Do middle-school students understand how well they actually learn?

November 26, 2007

Given national mandates to ‘leave no child behind,’ grade-school students are expected to learn an enormous amount of course material in a limited amount of time.

“Students have too much to learn, so it’s important they learn efficiently,” says Dr. John Dunlosky, Kent State professor of psychology and associate editor of Journal of Experimental Psychology: Learning, Memory and Cognition. Today, students are expected to understand and remember difficult concepts relevant to state achievement tests.

However, a major challenge is the student’s ability to judge his own learning. “Students are extremely over confident about what they’re learning,” says Dunlosky.

Dunlosky and his colleague, Dr. Katherine Rawson, Kent State assistant professor of psychology, study metacomprehension, or the ability to judge your own comprehension and learning of text materials. Funded by the U.S. Department of Education, their research primarily focuses on fifth, seventh and eighth graders as well as college-aged students, and how improving metacomprehension can, in turn, improve students’ self-regulated learning.

One way to improve this issue is to self-test, says Rawson.
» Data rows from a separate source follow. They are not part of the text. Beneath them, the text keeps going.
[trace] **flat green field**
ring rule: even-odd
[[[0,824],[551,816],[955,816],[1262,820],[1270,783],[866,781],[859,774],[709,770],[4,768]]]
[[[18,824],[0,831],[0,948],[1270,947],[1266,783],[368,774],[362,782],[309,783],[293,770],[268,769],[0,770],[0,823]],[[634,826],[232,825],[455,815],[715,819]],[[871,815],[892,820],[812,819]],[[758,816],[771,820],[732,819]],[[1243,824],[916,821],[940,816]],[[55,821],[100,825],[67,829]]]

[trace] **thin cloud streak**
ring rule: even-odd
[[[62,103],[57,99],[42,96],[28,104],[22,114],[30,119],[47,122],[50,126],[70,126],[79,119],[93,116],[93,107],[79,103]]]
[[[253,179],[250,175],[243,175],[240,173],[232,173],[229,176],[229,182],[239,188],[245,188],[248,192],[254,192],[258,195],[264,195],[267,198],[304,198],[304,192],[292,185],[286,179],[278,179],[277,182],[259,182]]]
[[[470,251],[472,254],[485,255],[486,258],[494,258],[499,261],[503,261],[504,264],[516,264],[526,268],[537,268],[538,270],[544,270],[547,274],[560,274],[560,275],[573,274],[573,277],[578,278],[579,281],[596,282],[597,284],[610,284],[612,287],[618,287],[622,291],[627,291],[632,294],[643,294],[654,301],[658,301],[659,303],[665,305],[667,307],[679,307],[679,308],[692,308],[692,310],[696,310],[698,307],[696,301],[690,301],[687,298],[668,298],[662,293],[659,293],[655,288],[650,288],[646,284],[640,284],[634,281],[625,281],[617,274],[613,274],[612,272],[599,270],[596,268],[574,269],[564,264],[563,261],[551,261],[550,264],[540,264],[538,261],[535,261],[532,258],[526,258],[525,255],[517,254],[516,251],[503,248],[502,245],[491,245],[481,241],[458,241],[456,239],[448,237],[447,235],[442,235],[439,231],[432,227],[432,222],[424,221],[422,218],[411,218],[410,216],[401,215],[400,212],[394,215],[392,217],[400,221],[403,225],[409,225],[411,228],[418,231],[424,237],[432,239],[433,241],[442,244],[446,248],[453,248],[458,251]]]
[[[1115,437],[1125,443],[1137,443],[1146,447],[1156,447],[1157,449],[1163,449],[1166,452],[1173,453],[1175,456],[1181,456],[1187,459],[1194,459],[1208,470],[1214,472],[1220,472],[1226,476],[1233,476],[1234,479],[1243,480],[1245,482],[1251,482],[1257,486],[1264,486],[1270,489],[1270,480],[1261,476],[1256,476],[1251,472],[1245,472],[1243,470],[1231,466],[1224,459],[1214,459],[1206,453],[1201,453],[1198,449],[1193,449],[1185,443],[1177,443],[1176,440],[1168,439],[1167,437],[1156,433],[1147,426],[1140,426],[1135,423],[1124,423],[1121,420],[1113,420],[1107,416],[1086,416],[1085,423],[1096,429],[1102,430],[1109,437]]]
After reading or studying information, wait for a short time; then try to recall or summarize the information from memory. Next, check the information recalled against the original source material. Adds Rawson: “Our research consistently shows that without checking, people often believe they’ve remembered something correctly when in fact they haven’t.”

Currently, Dunlosky and Rawson are developing a “study buddy” that combines accurate monitoring with effective schedules of learning. When the guide is completed, they hope to provide it to schools across the state of Ohio.